- Costa Group has provided updates regarding the hailstorm that occurred earlier this week
- Three of Costa’s seven citrus farms were affected however, the trees did not sustain any structural damage
- The company expects there to be no impact on harvesting in 2020 but there may be some impact on the quality
- Costa has ended the day up 1.45 per cent with shares trading for $2.79 apiece
Costa Group has provided updates regarding the hailstorm that occurred in the Riverland region on November 5, 2019.
A severe thunderstorm warning was issued on November 5 around 5 pm with most of the hail damage being inflicted an hour later.
This is similar to a hail storm that hit three years ago devastating properties from Taylorville to Yamba and totalling up to $100 million in damages.
Costa subsequently undertook significant work in the past few days to form a preliminary assessment of any impact the storm may have had on its farms.
Three of Costa’s seven citrus farms, Yandilla, Kangara and Amaroo, were affected by the storm.
These farms have an approximate total area of 1700 hectares and two-thirds sustained little or no impact.
The trees on those parts of the farms affected have not sustained any structural damage, the only damage being on the early stage fruitlets that are naturally forming on the trees at this time of the year.
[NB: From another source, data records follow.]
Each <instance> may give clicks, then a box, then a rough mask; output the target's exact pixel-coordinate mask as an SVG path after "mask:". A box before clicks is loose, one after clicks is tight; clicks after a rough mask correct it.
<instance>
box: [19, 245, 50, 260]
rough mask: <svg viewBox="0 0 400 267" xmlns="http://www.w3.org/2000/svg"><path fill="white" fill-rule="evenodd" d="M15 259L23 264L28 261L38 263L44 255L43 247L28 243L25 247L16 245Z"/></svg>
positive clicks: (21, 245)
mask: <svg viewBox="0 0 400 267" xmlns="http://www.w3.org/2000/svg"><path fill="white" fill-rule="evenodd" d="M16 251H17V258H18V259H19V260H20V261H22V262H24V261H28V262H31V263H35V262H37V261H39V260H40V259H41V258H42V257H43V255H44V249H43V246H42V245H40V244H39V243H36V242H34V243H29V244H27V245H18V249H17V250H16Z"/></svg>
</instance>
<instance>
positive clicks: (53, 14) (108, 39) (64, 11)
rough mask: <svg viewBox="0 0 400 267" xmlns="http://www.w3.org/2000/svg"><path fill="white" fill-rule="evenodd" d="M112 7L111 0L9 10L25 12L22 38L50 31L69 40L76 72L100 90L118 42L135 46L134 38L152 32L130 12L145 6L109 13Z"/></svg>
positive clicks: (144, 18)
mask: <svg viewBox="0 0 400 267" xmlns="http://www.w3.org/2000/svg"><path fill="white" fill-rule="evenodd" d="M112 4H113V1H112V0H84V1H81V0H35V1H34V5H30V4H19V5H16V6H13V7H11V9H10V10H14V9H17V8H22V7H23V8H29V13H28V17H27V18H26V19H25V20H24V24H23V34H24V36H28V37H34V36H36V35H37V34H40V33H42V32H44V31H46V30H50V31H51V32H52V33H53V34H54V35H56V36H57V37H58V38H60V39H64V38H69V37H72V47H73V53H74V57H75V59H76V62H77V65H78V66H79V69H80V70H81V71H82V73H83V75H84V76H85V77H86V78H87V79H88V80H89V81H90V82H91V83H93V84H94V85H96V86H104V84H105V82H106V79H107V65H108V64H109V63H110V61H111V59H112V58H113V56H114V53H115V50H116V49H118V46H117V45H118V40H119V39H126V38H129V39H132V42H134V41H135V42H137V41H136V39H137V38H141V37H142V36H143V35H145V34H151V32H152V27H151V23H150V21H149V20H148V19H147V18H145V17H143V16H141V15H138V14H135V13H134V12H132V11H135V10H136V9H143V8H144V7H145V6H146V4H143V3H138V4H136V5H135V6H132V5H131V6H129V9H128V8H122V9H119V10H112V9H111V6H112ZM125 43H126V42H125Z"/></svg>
As a natural part of the citrus growing process involves the falling of some fruitlets, Costa anticipates that more of them that fall this season will be damaged with the majority of the undamaged ones remaining on the trees.
However, this will not be known until the normal conclusion of the cycle in CY19 which occurs over the early summer period.
Therefore, a more thorough assessment will be undertaken early next year.
This storm comes after Costa’s statutory net profits fell 15 per cent for the first half of CY19.
At the time the company credited this slump to crumbly raspberries, fruit flies, high water costs, and low demand for mushrooms.
In positive news, with the 2019 harvest reaching its conclusion there will be no financial impact for the remainder of CY19.
On the basis of there being no significant tree damage, it is not expected that there will be any impact in CY21.
It is also not expected that there will be any impact on yields in CY20 however, there may be some impact on the quality of the crops which, if it happens, may have an impact on pricing in CY20.
Based on the current information, if some of the quality of the crops is impacted then Costa estimates EBITDA-SL (earnings before interest, taxes, depreciation and amortisation) between $4-$6 million and a corresponding NPAT-SL (net profit after tax) between $3-$4 million in CY20.
However, given that it’s too early to predict how other parts of Costa’s portfolio will perform in CY20, it’s too early to determine whether any impact from this event will result in a change to the recently announced CY20 forecast.
Costa’s share price is up 1.45 per cent with shares trading for $2.79 each at market close.